第237話 闇属性魔導士、領都の学園に通う (3)

「貴様ら、何を騒いでいる!我らがグロリア辺境伯閣下の軍勢が負けるはずがなかろうが!!

貴様らは数々のスタンピードを収め、‟オーランド王国の盾”と謳われるグロリア辺境伯家騎士団を、グロリア辺境伯家を愚弄するつもりか!

特に貴族子弟ども、貴様らの親や親族が従軍しているのだぞ、貴様らはそんな戦士たちを信じる事も出来んのか!

我らに出来る事はただ一つ、グロリア辺境伯閣下の勝利を信じこの学園を、延いてはグロリア辺境伯家をお守りする事のみ。

分かったら落ち着いて授業に参加せんか!!」


騒がしかった講堂に響く男子生徒の一喝。

その声に生徒は無論、担当教諭までもが気まずそうに顔を逸らす。

えっと、あれは確か随分前に私が干し肉をあげた男子生徒。あれからちゃんとモルガン商会に行ってくれたかな?ピリ辛風味はベティーが独占しちゃってるからあげれないの、ごめんね。


男子生徒は苛立たし気に席に戻って行ったけど私には分かる、あれは言ってやった感で結構気分が良くなってる顔。

ケビンがそう言う表情の変化に詳しくて色々教えてくれたのよね。


「人の気持ちって複雑でね、どう見ても怒ってるのに実は喜んでいたり、何も感じてない様で凄く悲しんでたり。

ザルバさんも毎日気丈に振る舞ってるけど、ケイトの事で苦しんでると思うんだよね。ザルバさんって責任を背負い込んじゃうたちみたいだから。
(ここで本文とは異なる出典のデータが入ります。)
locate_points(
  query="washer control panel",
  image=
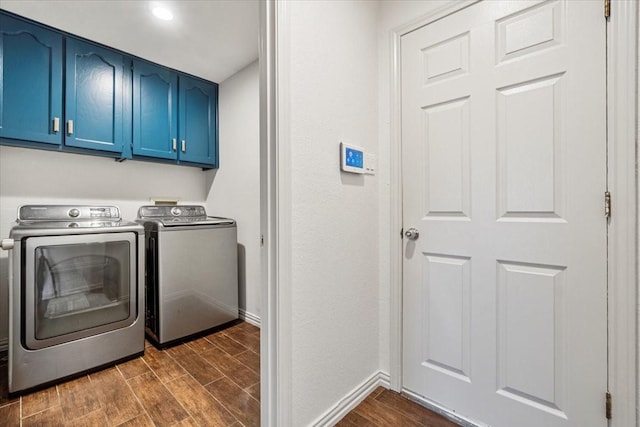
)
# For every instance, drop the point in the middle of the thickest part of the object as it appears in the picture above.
(167, 211)
(67, 212)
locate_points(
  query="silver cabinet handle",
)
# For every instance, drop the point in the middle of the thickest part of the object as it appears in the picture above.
(412, 234)
(6, 244)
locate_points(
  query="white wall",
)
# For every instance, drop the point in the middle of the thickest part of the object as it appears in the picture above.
(30, 176)
(235, 192)
(333, 79)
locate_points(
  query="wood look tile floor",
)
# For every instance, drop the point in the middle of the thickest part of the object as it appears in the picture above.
(210, 381)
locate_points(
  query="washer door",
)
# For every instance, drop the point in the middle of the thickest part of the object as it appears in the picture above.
(77, 286)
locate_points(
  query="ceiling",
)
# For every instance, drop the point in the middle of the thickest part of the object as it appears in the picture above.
(212, 39)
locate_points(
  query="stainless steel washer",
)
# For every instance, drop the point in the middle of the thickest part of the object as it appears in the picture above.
(192, 271)
(76, 292)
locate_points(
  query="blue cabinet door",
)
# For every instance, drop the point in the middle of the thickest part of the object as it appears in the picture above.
(198, 121)
(30, 82)
(155, 111)
(94, 101)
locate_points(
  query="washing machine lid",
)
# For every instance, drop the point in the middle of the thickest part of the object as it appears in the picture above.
(66, 219)
(179, 216)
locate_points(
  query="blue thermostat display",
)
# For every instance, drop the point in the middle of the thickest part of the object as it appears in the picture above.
(352, 158)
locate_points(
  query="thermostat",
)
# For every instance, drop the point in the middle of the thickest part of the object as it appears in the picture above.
(351, 158)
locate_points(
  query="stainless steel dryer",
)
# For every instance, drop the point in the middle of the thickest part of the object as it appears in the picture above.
(76, 292)
(192, 271)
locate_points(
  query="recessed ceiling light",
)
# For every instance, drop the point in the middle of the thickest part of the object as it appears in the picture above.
(163, 13)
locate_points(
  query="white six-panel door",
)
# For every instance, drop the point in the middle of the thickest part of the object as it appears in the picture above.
(504, 174)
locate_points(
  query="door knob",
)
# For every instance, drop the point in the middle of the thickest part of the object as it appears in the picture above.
(412, 234)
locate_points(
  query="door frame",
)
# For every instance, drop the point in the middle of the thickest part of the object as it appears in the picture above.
(275, 214)
(623, 291)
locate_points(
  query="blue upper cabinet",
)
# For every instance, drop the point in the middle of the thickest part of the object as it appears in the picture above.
(30, 82)
(155, 111)
(198, 121)
(94, 105)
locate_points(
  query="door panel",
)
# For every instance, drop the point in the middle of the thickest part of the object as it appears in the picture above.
(504, 149)
(198, 121)
(94, 97)
(30, 82)
(155, 111)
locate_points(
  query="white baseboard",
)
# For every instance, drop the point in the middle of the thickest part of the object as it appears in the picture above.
(353, 399)
(249, 317)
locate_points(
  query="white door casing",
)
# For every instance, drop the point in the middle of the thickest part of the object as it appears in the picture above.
(504, 171)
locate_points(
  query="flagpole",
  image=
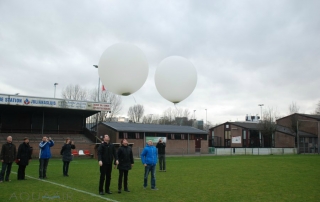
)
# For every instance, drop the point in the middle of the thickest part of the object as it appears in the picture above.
(96, 66)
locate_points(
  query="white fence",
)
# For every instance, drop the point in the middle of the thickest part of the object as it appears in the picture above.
(253, 151)
(224, 151)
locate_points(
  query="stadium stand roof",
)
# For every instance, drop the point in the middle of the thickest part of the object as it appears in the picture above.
(139, 127)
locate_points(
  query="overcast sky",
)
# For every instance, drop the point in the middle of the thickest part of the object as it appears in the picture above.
(246, 52)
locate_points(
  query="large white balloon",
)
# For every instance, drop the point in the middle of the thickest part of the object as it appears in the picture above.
(123, 68)
(175, 78)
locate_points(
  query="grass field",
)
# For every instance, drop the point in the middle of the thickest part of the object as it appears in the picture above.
(209, 178)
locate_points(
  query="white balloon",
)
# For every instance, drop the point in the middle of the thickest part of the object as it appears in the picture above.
(123, 68)
(175, 78)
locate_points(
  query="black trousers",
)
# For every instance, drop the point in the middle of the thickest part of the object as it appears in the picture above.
(22, 172)
(43, 168)
(125, 180)
(65, 167)
(105, 176)
(5, 171)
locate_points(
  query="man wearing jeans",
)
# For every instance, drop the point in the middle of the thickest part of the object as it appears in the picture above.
(149, 158)
(8, 155)
(44, 156)
(161, 146)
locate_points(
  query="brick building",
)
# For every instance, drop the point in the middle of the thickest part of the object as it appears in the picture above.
(248, 134)
(179, 139)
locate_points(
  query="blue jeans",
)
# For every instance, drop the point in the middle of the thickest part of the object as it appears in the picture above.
(162, 161)
(43, 168)
(147, 169)
(5, 171)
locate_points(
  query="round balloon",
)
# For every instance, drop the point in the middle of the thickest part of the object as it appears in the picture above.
(123, 68)
(175, 78)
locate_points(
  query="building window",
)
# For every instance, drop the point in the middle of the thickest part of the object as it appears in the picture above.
(182, 137)
(172, 136)
(227, 138)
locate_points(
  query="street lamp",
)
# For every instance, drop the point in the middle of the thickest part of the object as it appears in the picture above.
(261, 110)
(55, 86)
(97, 128)
(96, 66)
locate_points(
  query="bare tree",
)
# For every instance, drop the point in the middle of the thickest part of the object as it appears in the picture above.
(207, 126)
(318, 108)
(148, 119)
(293, 108)
(268, 126)
(75, 92)
(136, 112)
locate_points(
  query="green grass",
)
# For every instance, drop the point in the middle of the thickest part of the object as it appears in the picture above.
(210, 178)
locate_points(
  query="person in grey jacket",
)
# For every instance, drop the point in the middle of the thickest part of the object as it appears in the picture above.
(67, 155)
(23, 157)
(8, 155)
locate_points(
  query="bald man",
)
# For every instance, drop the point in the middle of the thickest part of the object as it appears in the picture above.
(8, 155)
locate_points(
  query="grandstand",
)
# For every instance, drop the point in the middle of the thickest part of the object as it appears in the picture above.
(35, 117)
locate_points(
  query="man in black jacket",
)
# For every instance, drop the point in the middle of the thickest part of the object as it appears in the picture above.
(161, 146)
(8, 155)
(23, 156)
(106, 154)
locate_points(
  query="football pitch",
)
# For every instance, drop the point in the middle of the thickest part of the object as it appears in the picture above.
(206, 178)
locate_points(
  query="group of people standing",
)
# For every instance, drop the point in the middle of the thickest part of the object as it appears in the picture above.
(107, 156)
(123, 160)
(10, 155)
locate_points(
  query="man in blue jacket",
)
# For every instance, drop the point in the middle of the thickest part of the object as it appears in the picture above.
(44, 156)
(149, 158)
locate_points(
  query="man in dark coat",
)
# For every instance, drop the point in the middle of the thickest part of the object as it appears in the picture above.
(161, 146)
(125, 164)
(106, 154)
(8, 155)
(67, 155)
(23, 156)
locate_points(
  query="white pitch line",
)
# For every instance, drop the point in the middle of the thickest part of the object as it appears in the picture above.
(74, 189)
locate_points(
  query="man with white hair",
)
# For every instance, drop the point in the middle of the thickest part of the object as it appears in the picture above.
(8, 155)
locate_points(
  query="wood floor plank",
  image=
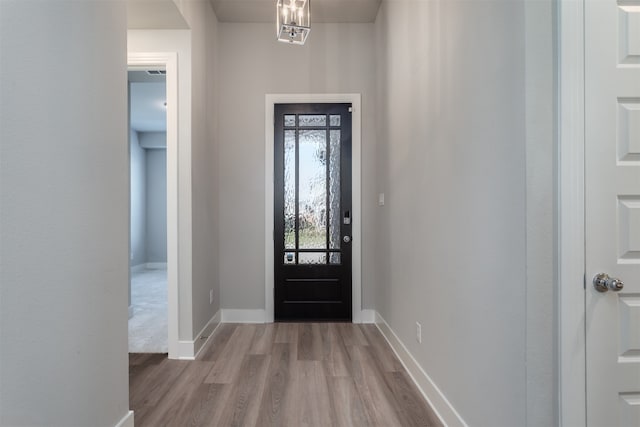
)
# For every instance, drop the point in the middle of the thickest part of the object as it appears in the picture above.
(227, 365)
(310, 342)
(380, 348)
(263, 339)
(313, 406)
(335, 353)
(277, 397)
(373, 390)
(217, 342)
(284, 374)
(148, 390)
(349, 408)
(243, 404)
(176, 405)
(351, 334)
(286, 333)
(410, 402)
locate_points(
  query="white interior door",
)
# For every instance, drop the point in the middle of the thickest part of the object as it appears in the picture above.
(612, 210)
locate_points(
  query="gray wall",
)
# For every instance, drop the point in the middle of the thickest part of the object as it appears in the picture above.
(205, 253)
(153, 140)
(138, 201)
(63, 213)
(338, 58)
(156, 205)
(465, 157)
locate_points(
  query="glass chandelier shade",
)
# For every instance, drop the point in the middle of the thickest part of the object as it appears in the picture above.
(293, 20)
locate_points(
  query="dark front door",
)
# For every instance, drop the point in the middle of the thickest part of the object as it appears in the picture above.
(312, 230)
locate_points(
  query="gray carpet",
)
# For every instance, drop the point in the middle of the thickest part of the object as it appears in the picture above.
(148, 328)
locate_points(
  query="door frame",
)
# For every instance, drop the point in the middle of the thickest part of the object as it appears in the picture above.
(571, 267)
(356, 266)
(169, 61)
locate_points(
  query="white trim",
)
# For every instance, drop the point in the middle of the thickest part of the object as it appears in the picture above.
(189, 350)
(571, 231)
(156, 266)
(138, 268)
(356, 183)
(170, 62)
(368, 316)
(126, 421)
(230, 315)
(436, 399)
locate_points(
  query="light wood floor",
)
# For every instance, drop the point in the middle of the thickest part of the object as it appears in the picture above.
(280, 374)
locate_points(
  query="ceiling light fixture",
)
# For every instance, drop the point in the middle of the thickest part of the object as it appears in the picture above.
(293, 20)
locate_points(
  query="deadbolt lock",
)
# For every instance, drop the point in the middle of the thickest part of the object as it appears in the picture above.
(603, 283)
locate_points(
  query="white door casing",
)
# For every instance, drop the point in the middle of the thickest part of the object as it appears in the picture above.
(612, 210)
人の表情や動きをよく観察しているとそう言った細かい心の動きって現れてるもんなんだよ。あと魔力かな、ウチのジミーたちみたいに長年修行をしている者は難しいけど、そう言った事に気を使っていない者だと表情は隠せても魔力の揺らぎって隠せないんだよ。

嬉しい時、悲しい時、怒ってる時。そうした魔力の揺らぎを観察出来る様になるとより相手の気持ちが理解出来る様になるよ」


ケビンの話はいつも面白かったな~。学園の授業もケビンの話くらい面白かったらいいのに。


情報の伝達が未発達なこの時代、戦況はどうなった、グロリア辺境伯様は、遠征に向かった軍勢は?
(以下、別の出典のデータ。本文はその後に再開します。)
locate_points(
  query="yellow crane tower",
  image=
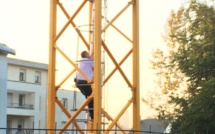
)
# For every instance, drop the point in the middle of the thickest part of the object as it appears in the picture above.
(133, 83)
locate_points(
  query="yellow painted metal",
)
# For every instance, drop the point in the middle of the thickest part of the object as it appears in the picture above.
(114, 70)
(118, 116)
(68, 115)
(120, 32)
(97, 66)
(129, 3)
(51, 68)
(109, 117)
(74, 26)
(71, 18)
(73, 64)
(76, 114)
(66, 78)
(90, 19)
(116, 64)
(136, 91)
(97, 59)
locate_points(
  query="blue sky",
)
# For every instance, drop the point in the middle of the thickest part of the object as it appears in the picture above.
(24, 26)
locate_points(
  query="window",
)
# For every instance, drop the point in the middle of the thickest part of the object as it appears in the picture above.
(8, 126)
(22, 75)
(20, 125)
(21, 100)
(9, 100)
(37, 77)
(64, 102)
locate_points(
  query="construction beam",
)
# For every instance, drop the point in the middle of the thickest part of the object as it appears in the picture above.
(97, 68)
(52, 67)
(136, 89)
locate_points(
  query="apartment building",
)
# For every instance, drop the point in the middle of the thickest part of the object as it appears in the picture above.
(27, 98)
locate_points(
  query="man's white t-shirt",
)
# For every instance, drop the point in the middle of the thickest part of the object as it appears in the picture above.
(87, 66)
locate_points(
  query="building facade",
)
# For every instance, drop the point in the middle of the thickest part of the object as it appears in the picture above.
(27, 98)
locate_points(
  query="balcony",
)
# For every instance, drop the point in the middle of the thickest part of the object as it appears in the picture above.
(20, 106)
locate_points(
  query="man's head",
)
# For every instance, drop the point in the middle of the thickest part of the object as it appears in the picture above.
(85, 54)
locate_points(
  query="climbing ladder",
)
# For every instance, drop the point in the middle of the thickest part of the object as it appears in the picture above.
(98, 44)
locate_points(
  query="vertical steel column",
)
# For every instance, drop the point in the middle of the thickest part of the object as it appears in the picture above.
(136, 92)
(51, 68)
(97, 68)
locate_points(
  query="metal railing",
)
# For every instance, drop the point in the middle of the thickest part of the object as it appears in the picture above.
(21, 106)
(73, 131)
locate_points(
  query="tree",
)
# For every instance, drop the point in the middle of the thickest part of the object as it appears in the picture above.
(188, 66)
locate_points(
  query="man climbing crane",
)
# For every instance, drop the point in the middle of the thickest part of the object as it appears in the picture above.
(86, 65)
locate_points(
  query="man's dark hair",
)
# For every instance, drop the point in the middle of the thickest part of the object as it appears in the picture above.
(83, 54)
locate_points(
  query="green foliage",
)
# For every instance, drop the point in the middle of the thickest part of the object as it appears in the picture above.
(196, 113)
(186, 73)
(192, 43)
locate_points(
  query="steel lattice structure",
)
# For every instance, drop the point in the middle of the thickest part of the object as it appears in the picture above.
(96, 83)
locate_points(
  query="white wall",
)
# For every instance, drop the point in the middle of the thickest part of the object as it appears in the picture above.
(3, 91)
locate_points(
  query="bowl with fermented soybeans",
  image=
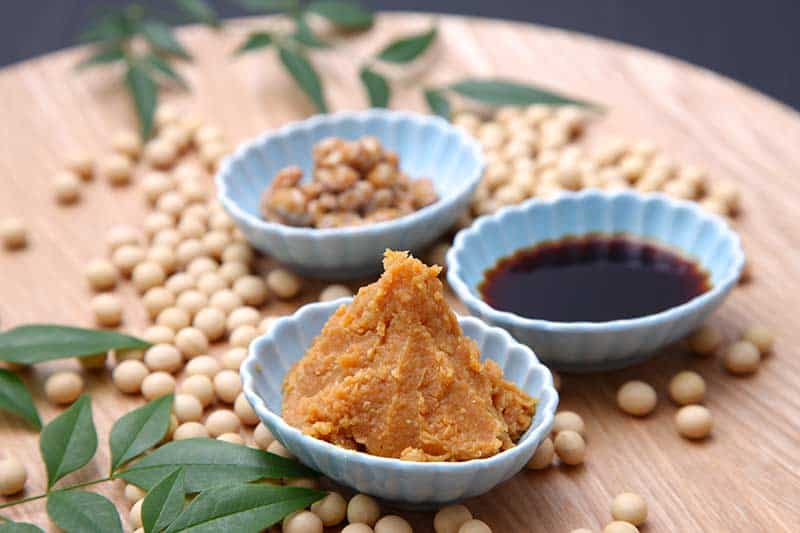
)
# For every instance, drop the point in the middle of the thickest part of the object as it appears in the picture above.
(663, 225)
(423, 149)
(407, 483)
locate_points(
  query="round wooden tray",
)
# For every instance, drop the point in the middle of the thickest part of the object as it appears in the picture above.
(745, 478)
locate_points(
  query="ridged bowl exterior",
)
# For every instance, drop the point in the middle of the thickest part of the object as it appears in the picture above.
(598, 346)
(419, 485)
(428, 147)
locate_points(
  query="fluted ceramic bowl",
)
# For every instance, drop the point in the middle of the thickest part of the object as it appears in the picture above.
(596, 346)
(405, 483)
(428, 147)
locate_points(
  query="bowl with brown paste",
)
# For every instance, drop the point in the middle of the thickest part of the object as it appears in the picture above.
(392, 394)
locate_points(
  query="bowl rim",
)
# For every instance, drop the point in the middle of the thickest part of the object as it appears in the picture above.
(467, 183)
(462, 289)
(547, 401)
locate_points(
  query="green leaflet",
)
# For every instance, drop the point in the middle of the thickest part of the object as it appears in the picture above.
(15, 398)
(38, 343)
(306, 77)
(139, 430)
(83, 512)
(242, 508)
(69, 441)
(164, 502)
(503, 92)
(208, 463)
(408, 49)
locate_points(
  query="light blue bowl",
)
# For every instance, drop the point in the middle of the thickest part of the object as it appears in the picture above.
(421, 485)
(428, 147)
(598, 346)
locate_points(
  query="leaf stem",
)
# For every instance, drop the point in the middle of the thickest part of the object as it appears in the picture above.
(45, 494)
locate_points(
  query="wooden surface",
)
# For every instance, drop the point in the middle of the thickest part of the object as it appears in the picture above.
(746, 478)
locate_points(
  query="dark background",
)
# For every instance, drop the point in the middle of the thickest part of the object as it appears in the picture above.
(755, 42)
憶測が憶測を呼び、領都グルセリアは何処か落ち着かない雰囲気に包まれていた。

それは学園も例外ではなく、多くの生徒が日々不安な気持ちを抱えながら生活を送っていた。


だがそんな事はこの少女には無縁であった。

‟だってヘンリーお義父様とボビー師匠が向かったんだよ?心配?無い無い無い。あの二人、日々大福と戦ってるんだよ?心配するだけ無駄だって~”

マルセル村の頼れる大人が戦場に赴くのに何を心配する必要があろうか。

少女の心配事はただ一つ、大好きな男の子ケビンの動向だけであった。



「ブラッキーおはよう。いい子にしてた?」

従魔厩舎の自身のスペースで横になっていた彼は、掛けられた声に顔を上げる。


「ねぇブラッキー、聞いてくれる?ベティーったら酷いのよ?私の事を常識知らずとか言うの。
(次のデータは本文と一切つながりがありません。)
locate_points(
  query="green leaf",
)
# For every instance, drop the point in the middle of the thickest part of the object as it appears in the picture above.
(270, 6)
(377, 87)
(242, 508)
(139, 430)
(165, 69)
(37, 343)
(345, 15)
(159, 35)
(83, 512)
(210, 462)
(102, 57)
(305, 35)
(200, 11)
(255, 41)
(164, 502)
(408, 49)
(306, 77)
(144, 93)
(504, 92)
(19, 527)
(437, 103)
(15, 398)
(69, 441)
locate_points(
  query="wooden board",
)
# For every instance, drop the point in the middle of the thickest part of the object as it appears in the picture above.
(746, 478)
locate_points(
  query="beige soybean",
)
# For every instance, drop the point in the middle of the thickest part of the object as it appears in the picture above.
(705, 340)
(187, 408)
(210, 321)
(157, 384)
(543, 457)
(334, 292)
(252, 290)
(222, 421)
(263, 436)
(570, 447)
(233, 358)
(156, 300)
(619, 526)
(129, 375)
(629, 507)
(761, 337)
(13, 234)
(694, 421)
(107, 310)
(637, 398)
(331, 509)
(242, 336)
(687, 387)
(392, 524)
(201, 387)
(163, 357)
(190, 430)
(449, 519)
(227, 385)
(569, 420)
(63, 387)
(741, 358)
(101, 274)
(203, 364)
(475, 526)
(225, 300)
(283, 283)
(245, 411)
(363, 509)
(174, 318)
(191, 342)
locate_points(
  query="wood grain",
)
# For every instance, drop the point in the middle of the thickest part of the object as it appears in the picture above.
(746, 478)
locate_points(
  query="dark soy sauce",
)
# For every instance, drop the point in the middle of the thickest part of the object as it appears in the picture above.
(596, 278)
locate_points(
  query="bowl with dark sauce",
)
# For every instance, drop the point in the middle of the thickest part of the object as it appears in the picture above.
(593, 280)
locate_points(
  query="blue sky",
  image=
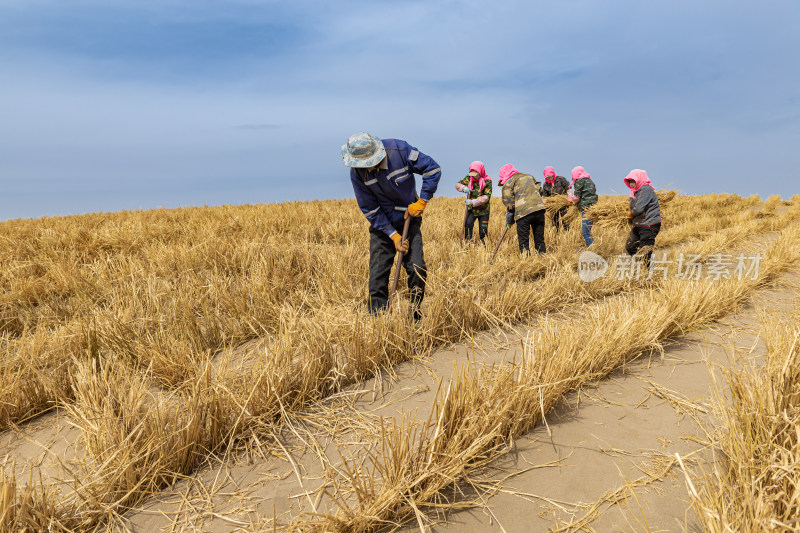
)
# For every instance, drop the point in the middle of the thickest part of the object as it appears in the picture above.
(126, 105)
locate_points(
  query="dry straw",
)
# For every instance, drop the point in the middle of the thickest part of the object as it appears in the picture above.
(134, 322)
(754, 481)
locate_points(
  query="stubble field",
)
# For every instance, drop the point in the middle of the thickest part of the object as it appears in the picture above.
(155, 345)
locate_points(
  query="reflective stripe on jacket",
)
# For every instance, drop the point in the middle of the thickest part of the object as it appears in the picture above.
(385, 193)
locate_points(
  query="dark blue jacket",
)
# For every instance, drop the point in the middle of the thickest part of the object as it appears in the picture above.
(385, 193)
(645, 209)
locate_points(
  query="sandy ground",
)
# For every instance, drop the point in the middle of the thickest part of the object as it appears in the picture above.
(605, 459)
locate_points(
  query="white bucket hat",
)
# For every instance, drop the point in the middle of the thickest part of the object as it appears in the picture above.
(362, 151)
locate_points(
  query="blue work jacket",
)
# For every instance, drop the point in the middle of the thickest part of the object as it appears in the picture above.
(385, 193)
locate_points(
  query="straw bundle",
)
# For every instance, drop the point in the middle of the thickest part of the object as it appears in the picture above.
(556, 203)
(614, 213)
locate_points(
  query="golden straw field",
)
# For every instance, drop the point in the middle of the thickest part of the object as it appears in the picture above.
(143, 351)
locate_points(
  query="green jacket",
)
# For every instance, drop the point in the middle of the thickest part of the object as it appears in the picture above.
(475, 193)
(522, 193)
(586, 192)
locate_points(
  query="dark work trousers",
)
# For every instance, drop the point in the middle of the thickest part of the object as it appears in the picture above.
(641, 237)
(381, 257)
(558, 218)
(535, 222)
(483, 226)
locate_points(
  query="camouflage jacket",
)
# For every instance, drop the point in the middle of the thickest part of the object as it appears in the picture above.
(586, 192)
(522, 193)
(475, 193)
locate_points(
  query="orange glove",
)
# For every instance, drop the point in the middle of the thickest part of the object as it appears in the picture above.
(416, 209)
(400, 247)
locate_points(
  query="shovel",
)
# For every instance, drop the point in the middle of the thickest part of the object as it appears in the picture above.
(503, 236)
(396, 277)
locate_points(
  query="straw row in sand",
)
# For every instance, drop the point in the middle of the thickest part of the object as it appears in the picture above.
(186, 302)
(754, 483)
(483, 410)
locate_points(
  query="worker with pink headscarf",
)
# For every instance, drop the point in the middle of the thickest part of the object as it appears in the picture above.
(555, 185)
(522, 198)
(645, 215)
(584, 195)
(478, 187)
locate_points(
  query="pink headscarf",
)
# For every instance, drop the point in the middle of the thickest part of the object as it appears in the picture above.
(506, 171)
(482, 178)
(639, 178)
(550, 175)
(578, 174)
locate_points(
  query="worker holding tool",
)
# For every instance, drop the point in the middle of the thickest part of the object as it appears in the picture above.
(555, 185)
(644, 216)
(584, 195)
(478, 188)
(382, 174)
(522, 198)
私が訳も分からずキョトンとしてると“この理不尽の権化が~!!”とか言ってハリセンとか言う紙の束で私の頭を引っ叩くのよ?おかしいと思わない?

何でもこのハリセンって王都の学園で流行ってるらしいの。確か賢者ユージーンって人が聖女マリアーヌって方によく引っ叩かれてるって話じゃなかったかな?

私もよく分からないんだけど理不尽や不条理な事に遭遇した場面で、その相手に“ツッコミ”とか言うものを入れて自身を慰めるんですって。

王都の貴族子女ってよく分からないわ、本当に王都の学園を回避出来てよかった。

でも早くマルセル村に帰りたいな~」


学園生活に慣れ始めてしばらく経った頃から、ケイトはこうして毎朝ブラッキーの元を訪れては様々な話を聞かせる様になっていた。ケイトは話をしながらブラッキーの背中を優しく撫でる。ブラッキーは撫でる手から溢れる闇属性魔力の心地よさに、ゆったりと身を委ねるのだった。


「でもね、最近思うの。ケビンって私の事を蔑ろにし過ぎじゃないかって。

だってそうでしょ?入学式の時“干し肉の補充に来るから”とか言っておきながら全然顔を見せてくれないのよ?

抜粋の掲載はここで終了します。